Desastres climáticos agravados pela crise ambiental têm aumentado a violência sofrida por mulheres, meninas e minorias sexuais e de gênero, segundo um estudo divulgado na revista The Lancet Planetary Health nesta segunda-feira (13).
Uma equipe de pesquisadoras da Universidade de Cambridge, no Reino Unido, analisou a literatura científica atual e descobriu que, à medida que eventos extremos geram instabilidade econômica, insegurança alimentar e estresse mental, a desigualdade de gênero cresce em decorrência desses acontecimentos.
Estudos mostraram que enchentes, secas e tempestades afetaram cerca de 4 bilhões de pessoas, tirando mais de 300 mil vidas entre os anos de 2000 e 2019. Essas tragédias acabam aumentando a violência baseada em gênero devido a instabilidade socioeconômica, desigualdades estruturais de poder, inacessibilidade de serviços de saúde, escassez de recursos e falhas na segurança e na aplicação da lei.
Estudos de caso
Cientistas analisaram 41 estudos em países de todos os continentes. Eventos como tempestades, inundações, secas, ondas de calor e incêndios florestais foram avaliados juntamente com casos de assédio sexual, violência física, emocional, casamentos precoces e feminicídio.
De acordo com as evidências encontradas, as consequências dos desastres naturais — choque econômico, instabilidade social, ambientes propícios e estresse — tinham relação com o aumento da violência baseada em gênero.
“Na raiz desse comportamento estão as estruturas sociais e patriarcais que possibilitam e normalizam os abusos. Esses papéis, combinados com desigualdades que levam a marginalização, discriminação e expropriação, tornam as mulheres, meninas e minorias sexuais e de gênero desproporcionalmente vulneráveis aos impactos adversos de eventos extremos”, diz Kim van Daalen, pesquisadora do Departamento de Saúde Pública e Atenção Primária, em comunicado.
Van Daalen destaca que esses eventos não causam a violência, mas agravam os fatores que a geram ou criam ambientes que permitem esse tipo de comportamento. De acordo com os estudos analisados, os perpetradores da violência variam de parceiros e familiares a líderes religiosos, trabalhadores humanitários e funcionários do governo.
Um exemplo utilizado como estudo de caso pela equipe foi o do furacão Katrina que atingiu a costa dos Estados Unidos em agosto de 2005. A violência de gênero aumentou, particularmente a violência interpessoal ou violência por parceiro íntimo, segundo as pesquisas.
Outro fator decorrente dessa situação foi a falta de auxílio para a comunidade LGBTQIA+, que impedida de receber ajuda da Agência Federal de Gerenciamento de Emergências, além de sofrer ameaças em abrigos pós-desastre.

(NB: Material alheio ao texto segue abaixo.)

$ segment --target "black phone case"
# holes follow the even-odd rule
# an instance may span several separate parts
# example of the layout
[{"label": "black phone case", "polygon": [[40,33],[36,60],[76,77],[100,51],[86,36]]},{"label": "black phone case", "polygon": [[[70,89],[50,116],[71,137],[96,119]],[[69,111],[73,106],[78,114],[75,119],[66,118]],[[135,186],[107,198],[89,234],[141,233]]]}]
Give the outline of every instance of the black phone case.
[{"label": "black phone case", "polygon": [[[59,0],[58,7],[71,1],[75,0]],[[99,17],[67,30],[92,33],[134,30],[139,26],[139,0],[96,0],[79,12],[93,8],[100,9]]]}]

Também foi encontrada uma ligação entre a incidência de inundações e casamentos precoces em Bangladesh, com picos de casamentos entre crianças e adultos coincidindo com as enchentes de 1998 e 2004.
Desmascarando a violência
Apesar dos problemas gerados pelos eventos climáticos extremos, em alguns casos, passar por essa situação pode fazer com que algumas vítimas sintam que não aguentam mais o abuso, ou se sintam menos inibidas em denunciar a violência do que antes do evento. Entretanto as vítimas muitas vezes são silenciadas.
Van Daalen ressalta que a gestão de desastres precisa se concentrar na prevenção, mitigação e adaptação aos impulsionadores da violência baseada em gênero. E que a informação seja levada a todas as regiões onde mulheres, crianças e grupos minoritários são mais atingidos.
Por esse motivo os cientistas pedem que haja abrigos pós-desastre e serviços de socorro projetados para serem acessados exclusivamente por mulheres, meninas e minorias sexuais e de gênero ou fornecer equipes de resposta a emergências especificamente treinadas na prevenção da violência de gênero.
Da mesma forma, deve haver iniciativas de empoderamento para que as vítimas se sintam seguras e tenham oportunidade de mudar o rumo de seu destino.